Эти разные, но единородные вещества, штуки и звуки, безусловно и незаметно входили в согласие и резонанс, повторяющие своими линиями кайфы любой девочки - уже с детства, делая ее здоровым придатком своего района, где ее молодое мясо - где-то между булочной и домофоном - ласкали, нагнув возле лавочки: голову на предплечья, предплечья на спинку лавочки. В чем, конечно, не было никакой специальной намеренности, но лишь сладкая взаимная необходимость следовать принятому ходу жизни и, возможно, удовольствие, что и связывало жизнь личную и общинную.

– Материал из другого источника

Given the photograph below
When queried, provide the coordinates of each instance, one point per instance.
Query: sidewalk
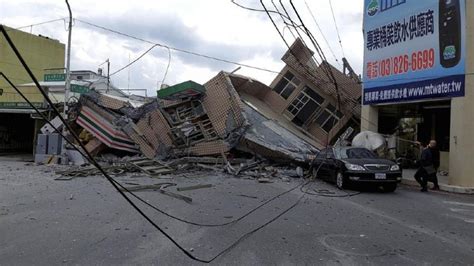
(408, 179)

Потому что создавая совокупно ее общее и постоянное влажное по ходу движений тело, которое любит себя и от которого пахнет потом, запах которого меняется от детства к старости.

Наличие невидимой на ощупь иерархии возраста могло бы показаться полезным - ощущая ее наличие, можно было бы найти там поддержку и понимание. Но эта, простейшая из всех иерархий, скорее пугала формой своего половинного присутствия в жизни - не составляя этот мир, она не была и отчужденной от него. То есть, была ущербна.

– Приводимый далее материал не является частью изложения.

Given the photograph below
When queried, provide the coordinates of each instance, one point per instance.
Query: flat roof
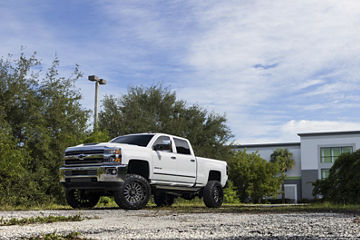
(288, 144)
(328, 133)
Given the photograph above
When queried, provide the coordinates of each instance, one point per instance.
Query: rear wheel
(213, 194)
(162, 199)
(134, 193)
(77, 198)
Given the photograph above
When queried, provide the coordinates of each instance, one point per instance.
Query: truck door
(168, 168)
(185, 161)
(164, 156)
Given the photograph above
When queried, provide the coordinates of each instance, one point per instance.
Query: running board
(172, 188)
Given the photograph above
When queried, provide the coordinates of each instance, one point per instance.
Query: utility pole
(98, 82)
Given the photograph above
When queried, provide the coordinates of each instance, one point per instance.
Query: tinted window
(140, 140)
(163, 140)
(182, 146)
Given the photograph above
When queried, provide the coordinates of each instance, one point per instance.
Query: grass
(44, 219)
(56, 236)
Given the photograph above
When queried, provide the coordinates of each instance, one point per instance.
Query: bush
(254, 178)
(343, 183)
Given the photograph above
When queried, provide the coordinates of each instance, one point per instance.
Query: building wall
(307, 157)
(310, 156)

Оставалось только еще более утвердиться во мнении, что все, что существует реально, существует невидимо, а иначе - просто сочинено человеческими чувствами. Как любой психолог, куда уж психотерапевт, опускает пациента даже и не овеществлением его души, но уже и самим предположением о такой возможности.

Впрочем, кому ж не ясно, что здесь все психоаналитики заводятся от московской дворовой-домовой сырости. И всякий вечер все московские психоаналитики рассиживают под теплыми лампами возле окон всех квартир всех домов всех этих дворов и страдают - потому, что в здешних местностях, что ни Венера в мехах - так всегда кошка, а люди - жгут тряпки и смеются.

Ефимыч и девочка

После того, как уплатил за телефон, я возвращался гордым: от того, что отделение Сбербанка было найдено, а также - потому, что акт уплаты был совершен и - более всего - мне удалось втюхать девушке роковую 50-тысячную бумажку, втюханную мне в качестве гонорара (хотя и с извинениями) в редакции журнала "Пушкин" - бумажка вроде бы хождение имела, только ходила плохо уже года три, отчего их (мне их шесть штук ввернули) не принимали почти нигде, кроме государственных учреждений и книжных магазинов. Но я и в госучреждения не верил, отчего был рад, что на почте - сошло.

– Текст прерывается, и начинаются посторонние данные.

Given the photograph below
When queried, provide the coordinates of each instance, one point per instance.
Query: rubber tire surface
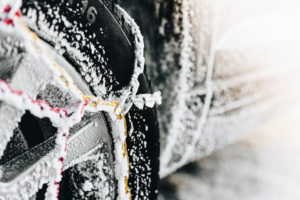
(143, 143)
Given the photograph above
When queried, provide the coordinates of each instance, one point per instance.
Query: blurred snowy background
(263, 165)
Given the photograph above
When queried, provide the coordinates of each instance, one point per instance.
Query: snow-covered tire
(101, 24)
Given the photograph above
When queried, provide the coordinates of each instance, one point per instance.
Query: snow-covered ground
(263, 165)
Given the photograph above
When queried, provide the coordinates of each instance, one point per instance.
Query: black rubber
(117, 41)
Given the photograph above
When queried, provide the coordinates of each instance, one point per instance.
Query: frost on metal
(213, 93)
(74, 104)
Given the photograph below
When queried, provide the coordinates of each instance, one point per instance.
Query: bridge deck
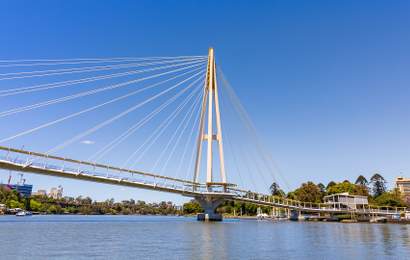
(137, 179)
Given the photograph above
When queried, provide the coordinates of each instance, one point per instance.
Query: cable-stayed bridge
(159, 119)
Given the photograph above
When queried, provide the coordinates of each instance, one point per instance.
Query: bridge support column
(209, 204)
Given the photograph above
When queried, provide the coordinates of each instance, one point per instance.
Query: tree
(348, 187)
(330, 184)
(378, 185)
(322, 188)
(361, 180)
(275, 190)
(392, 198)
(309, 192)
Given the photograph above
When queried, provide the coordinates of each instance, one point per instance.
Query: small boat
(23, 213)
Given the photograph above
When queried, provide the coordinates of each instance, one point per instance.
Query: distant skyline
(326, 83)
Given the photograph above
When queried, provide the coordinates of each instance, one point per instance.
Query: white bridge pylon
(210, 105)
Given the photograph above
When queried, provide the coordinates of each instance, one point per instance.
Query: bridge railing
(88, 169)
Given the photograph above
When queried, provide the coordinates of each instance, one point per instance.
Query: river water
(154, 237)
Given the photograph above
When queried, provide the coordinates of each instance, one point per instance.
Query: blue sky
(325, 82)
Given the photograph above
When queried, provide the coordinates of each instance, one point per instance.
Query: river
(156, 237)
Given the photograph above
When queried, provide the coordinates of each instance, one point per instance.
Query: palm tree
(378, 184)
(275, 190)
(361, 180)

И вот, в одном из дворов с раскоряченной каруселью из железных труб, я увидел на лавочке в тенечке странную парочку: мужик с девочкой - специальной какой-то девочкой, да и мужик был странным, клочковатым; носатый, поживший явно не без смысла. Девочка же, в белых носочках, голубеньком платьице, чистый ангелок, верно сомлела от июльского раннего дня и лежала русой головкой своей на холщовых, не первой свежести коленях старца и дремала.